FortiGuard Labs, Fortinet’s threat intelligence and research team, provides continuous updates to protect against the latest threats. Failing to use this service cripples your WAF’s effectiveness.

• The Risk: Running on an old firmware version may leave the WAF itself vulnerable to exploitation. Using an outdated signature database means you are defenceless against newly discovered attack methods.
• The Fix:
• • Enable FortiGuard Updates: Ensure your FortiWeb device has a valid FortiGuard subscription and is configured to automatically download and apply the latest WAF signatures, antivirus definitions, and IP reputation lists.
  • Schedule Regular Firmware Updates: Establish a process for regularly reviewing and applying firmware updates. This is a critical maintenance task that patches vulnerabilities and often introduces new security features.

Lack of Integration with Threat Intelligence and Other Security Layers

A WAF that operates in isolation cannot provide the depth of protection needed against modern, multi-vector attacks. Without integration with broader security platforms, FortiWeb may detect an attack but fail to contribute to a coordinated response.

The Risk: Attacks often combine multiple stages across endpoints, firewalls, and applications. If FortiWeb alerts stay siloed, your security team cannot correlate events or act quickly on emerging threats.

How to Check and Fix:

• Integrate with Fortinet Security Fabric: Link FortiWeb with FortiGate, FortiAnalyzer, and FortiSIEM to share logs, alerts, and threat intelligence.

• Enable Threat Feeds: Subscribe to FortiGuard or other trusted feeds to ensure FortiWeb recognizes the latest malicious IPs and payload patterns.

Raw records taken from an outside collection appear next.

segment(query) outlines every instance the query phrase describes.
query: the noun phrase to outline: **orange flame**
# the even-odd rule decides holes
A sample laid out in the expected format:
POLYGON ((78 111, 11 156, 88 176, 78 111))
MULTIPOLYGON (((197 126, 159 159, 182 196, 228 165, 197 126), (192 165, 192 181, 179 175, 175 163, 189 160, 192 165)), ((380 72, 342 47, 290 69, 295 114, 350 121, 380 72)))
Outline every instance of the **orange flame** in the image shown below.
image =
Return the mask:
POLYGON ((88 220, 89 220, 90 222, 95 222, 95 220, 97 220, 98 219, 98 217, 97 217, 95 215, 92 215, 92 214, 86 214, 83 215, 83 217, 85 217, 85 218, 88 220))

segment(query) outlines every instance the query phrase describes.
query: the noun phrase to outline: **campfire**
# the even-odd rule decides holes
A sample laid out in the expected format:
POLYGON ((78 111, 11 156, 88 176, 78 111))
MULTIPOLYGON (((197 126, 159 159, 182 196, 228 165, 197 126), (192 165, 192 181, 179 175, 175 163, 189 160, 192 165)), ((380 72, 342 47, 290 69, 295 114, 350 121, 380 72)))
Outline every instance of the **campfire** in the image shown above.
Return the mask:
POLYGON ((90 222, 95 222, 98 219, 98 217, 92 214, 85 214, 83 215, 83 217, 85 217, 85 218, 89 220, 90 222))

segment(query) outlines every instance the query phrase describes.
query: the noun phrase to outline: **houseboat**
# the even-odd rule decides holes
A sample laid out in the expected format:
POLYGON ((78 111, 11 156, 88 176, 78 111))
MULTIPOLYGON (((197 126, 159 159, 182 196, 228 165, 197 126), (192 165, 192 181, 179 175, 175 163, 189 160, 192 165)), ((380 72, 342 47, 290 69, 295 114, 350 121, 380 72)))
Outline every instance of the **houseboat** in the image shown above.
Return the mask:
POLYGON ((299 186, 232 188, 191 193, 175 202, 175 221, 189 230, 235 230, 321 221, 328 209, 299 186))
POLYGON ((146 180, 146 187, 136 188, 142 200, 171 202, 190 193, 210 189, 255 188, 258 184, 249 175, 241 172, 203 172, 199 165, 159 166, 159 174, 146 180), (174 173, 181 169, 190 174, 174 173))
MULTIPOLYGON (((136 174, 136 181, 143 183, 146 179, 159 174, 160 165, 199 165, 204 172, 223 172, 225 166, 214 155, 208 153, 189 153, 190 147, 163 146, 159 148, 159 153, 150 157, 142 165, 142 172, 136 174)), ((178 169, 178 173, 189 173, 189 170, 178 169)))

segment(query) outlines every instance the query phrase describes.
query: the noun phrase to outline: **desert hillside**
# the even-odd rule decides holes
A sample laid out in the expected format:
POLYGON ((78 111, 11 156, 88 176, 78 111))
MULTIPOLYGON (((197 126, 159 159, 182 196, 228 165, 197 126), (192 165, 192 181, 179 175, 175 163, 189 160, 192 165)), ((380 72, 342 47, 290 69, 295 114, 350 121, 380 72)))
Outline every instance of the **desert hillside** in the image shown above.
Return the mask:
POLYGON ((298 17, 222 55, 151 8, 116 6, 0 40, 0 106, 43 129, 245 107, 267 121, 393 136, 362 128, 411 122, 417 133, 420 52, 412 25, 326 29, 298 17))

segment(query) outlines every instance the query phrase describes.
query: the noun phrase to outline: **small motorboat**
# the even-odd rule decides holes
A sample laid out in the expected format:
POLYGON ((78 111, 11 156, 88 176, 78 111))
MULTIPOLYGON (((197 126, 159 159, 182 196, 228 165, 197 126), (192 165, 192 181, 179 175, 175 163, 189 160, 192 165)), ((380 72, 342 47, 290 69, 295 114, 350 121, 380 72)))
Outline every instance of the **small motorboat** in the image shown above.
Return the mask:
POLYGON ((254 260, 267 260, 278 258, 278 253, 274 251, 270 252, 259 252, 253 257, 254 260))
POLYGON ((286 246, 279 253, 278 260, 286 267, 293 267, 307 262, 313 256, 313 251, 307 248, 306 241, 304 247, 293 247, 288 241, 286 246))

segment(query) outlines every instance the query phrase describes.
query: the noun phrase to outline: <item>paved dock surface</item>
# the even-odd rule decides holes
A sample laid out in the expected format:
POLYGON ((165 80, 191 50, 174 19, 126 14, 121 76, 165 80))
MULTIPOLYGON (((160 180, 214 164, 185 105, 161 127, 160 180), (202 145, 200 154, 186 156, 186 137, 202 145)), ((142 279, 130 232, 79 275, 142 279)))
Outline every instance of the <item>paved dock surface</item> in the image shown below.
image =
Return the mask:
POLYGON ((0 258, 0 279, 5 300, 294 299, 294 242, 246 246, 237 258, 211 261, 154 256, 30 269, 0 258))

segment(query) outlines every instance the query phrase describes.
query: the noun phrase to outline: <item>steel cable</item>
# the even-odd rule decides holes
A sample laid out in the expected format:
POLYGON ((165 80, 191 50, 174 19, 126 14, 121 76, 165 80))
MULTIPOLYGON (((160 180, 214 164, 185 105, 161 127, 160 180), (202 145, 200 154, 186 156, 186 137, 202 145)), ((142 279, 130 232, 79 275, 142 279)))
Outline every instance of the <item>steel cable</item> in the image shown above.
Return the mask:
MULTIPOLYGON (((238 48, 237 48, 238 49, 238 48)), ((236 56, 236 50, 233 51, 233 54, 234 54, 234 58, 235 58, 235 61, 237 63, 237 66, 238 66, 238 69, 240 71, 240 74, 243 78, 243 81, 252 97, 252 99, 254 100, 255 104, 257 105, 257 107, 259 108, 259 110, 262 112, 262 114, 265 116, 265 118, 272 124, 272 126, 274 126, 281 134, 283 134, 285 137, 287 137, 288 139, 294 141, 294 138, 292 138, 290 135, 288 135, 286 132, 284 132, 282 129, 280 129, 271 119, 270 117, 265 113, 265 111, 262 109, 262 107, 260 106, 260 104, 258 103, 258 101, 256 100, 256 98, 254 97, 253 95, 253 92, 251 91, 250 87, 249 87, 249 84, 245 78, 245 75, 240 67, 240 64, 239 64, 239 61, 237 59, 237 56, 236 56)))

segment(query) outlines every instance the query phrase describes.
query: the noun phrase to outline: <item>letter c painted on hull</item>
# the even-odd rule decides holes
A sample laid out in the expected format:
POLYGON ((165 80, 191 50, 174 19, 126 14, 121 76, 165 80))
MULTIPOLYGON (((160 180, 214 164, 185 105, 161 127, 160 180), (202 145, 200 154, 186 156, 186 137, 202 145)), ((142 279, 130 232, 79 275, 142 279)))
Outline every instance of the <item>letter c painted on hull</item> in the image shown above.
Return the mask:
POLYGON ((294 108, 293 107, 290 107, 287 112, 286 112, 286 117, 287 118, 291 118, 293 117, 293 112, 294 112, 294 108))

• Automated Responses: Configure security fabric automation to block offending IPs or escalate incidents based on FortiWeb’s detections.

Conclusion: From False Security to Active Defence

A Web Application Firewall is a powerful and necessary tool for protecting modern applications, but it is not a magic box. Its value is unlocked through careful configuration, continuous tuning, and diligent monitoring. If your WAF is not blocking attacks, the cause is almost certainly a misconfiguration rather than a product failure.

Take the time to audit your FortiWeb setup. Move policies from “monitor” to “block,” eliminate permissive rules, enable SSL inspection, establish comprehensive logging, and keep your system updated. By treating your WAF as a dynamic and critical part of your security ecosystem, you can transition from a false sense of security to an active, intelligent defense.

Meta Title: Why Your WAF Fails: Common FortiWeb Misconfigurations

Meta Description: Is your WAF not blocking attacks? Discover common FortiWeb misconfigurations like relaxed policies and logging blind spots, and learn how to fix them.